Build an end to end data pipeline

In this tutorial, you will learn how to build a complete data pipeline using Cloudflare Pipelines, R2 Data Catalog, and R2 SQL. This also includes a sample Python script that creates and sends financial transaction data to your Pipeline that can be queried by R2 SQL or any Apache Iceberg-compatible query engine.

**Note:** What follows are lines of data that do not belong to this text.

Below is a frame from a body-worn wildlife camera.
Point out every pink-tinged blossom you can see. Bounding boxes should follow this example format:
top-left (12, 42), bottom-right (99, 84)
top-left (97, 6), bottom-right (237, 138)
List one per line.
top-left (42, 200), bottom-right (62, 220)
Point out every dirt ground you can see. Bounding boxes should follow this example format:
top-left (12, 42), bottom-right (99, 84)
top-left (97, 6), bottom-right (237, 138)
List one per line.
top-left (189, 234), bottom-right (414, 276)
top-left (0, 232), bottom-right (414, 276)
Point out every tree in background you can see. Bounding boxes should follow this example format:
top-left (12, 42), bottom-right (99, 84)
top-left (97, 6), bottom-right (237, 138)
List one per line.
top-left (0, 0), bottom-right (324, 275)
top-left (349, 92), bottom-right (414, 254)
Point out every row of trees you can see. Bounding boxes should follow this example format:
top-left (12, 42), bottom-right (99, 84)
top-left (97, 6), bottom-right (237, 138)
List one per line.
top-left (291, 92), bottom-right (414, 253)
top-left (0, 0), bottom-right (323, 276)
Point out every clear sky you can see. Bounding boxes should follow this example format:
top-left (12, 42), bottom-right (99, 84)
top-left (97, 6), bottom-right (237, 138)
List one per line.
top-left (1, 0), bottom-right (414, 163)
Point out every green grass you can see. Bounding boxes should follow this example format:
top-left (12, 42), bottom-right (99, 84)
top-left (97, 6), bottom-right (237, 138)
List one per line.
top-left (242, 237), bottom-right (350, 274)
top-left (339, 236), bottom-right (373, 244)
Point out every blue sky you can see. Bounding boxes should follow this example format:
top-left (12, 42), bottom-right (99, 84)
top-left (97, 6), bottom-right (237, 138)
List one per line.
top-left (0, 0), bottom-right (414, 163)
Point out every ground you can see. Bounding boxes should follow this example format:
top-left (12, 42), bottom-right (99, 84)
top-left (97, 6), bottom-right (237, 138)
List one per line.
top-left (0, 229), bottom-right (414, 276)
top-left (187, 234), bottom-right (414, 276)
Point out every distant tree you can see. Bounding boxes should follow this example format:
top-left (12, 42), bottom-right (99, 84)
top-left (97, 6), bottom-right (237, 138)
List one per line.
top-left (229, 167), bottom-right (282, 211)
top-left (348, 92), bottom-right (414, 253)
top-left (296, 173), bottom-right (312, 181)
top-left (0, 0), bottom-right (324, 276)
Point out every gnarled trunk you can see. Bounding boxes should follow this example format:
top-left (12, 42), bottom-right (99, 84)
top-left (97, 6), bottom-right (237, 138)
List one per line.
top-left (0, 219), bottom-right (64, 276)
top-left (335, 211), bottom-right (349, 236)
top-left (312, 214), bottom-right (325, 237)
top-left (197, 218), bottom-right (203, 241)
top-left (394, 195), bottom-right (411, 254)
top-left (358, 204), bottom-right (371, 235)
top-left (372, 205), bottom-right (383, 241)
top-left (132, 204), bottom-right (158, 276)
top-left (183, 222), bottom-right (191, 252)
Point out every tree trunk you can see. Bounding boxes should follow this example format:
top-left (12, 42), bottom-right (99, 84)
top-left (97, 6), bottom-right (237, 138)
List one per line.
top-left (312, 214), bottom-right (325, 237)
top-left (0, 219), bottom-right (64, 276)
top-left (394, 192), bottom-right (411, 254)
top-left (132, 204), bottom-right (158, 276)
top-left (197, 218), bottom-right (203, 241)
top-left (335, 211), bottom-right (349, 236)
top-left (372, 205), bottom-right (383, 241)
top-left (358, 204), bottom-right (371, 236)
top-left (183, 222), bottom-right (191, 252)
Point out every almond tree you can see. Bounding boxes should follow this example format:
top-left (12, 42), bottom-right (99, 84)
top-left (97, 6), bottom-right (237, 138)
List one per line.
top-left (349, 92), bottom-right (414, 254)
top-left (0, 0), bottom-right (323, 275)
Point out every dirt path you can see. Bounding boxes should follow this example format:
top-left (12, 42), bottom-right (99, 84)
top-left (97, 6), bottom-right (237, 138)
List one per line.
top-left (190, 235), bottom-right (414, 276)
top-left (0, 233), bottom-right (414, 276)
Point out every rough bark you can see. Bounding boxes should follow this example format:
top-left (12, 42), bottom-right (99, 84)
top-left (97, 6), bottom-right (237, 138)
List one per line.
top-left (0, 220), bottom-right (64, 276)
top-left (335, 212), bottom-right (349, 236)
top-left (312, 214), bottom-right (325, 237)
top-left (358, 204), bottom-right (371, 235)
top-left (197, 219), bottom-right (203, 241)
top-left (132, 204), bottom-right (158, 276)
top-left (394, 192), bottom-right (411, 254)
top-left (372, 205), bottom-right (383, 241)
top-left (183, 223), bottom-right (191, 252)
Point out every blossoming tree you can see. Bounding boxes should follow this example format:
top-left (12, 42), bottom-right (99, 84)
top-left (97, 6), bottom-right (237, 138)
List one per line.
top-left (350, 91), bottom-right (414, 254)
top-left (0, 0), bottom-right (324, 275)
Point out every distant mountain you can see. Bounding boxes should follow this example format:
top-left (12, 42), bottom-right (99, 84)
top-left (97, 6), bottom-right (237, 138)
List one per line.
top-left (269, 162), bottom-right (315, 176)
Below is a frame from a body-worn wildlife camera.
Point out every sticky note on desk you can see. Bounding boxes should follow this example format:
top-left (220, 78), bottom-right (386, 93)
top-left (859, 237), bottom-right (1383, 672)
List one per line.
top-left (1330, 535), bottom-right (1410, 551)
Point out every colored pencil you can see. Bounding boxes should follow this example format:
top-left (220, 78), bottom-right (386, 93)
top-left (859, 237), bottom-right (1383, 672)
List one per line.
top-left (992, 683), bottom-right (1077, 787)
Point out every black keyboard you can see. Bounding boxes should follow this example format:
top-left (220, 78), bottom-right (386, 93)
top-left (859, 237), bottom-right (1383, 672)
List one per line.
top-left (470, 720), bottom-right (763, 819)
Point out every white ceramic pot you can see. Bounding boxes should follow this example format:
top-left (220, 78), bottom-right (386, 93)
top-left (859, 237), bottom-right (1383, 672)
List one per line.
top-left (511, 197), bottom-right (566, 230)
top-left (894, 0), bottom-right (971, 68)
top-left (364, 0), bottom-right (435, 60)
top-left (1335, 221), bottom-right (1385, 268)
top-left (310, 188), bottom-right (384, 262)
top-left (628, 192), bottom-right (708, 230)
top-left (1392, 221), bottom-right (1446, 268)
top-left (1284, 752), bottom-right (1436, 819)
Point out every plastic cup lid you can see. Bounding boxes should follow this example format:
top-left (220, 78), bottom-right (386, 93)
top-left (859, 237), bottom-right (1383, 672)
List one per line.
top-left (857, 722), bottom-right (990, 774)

This tutorial demonstrates how to:

• Set up R2 Data Catalog to store our transaction events in an Apache Iceberg table
• Set up a Cloudflare Pipeline
• Create transaction data with fraud patterns to send to your Pipeline
• Query your data using R2 SQL for fraud analysis

Prerequisites

1. Sign up for a Cloudflare account ↗.
2. Install Node.js ↗.
3. Install Python 3.8+ ↗ for the data generation script.

Node.js version manager

Use a Node version manager like Volta ↗ or nvm ↗ to avoid permission issues and change Node.js versions.

Wrangler requires a Node version of 16.17.0 or later.

1. Set up authentication

You will need API tokens to interact with Cloudflare services.

1. In the Cloudflare dashboard, go to the API tokens page.

   Go to Account API tokens

2. Select Create Token.

3. Select Get started next to Create Custom Token.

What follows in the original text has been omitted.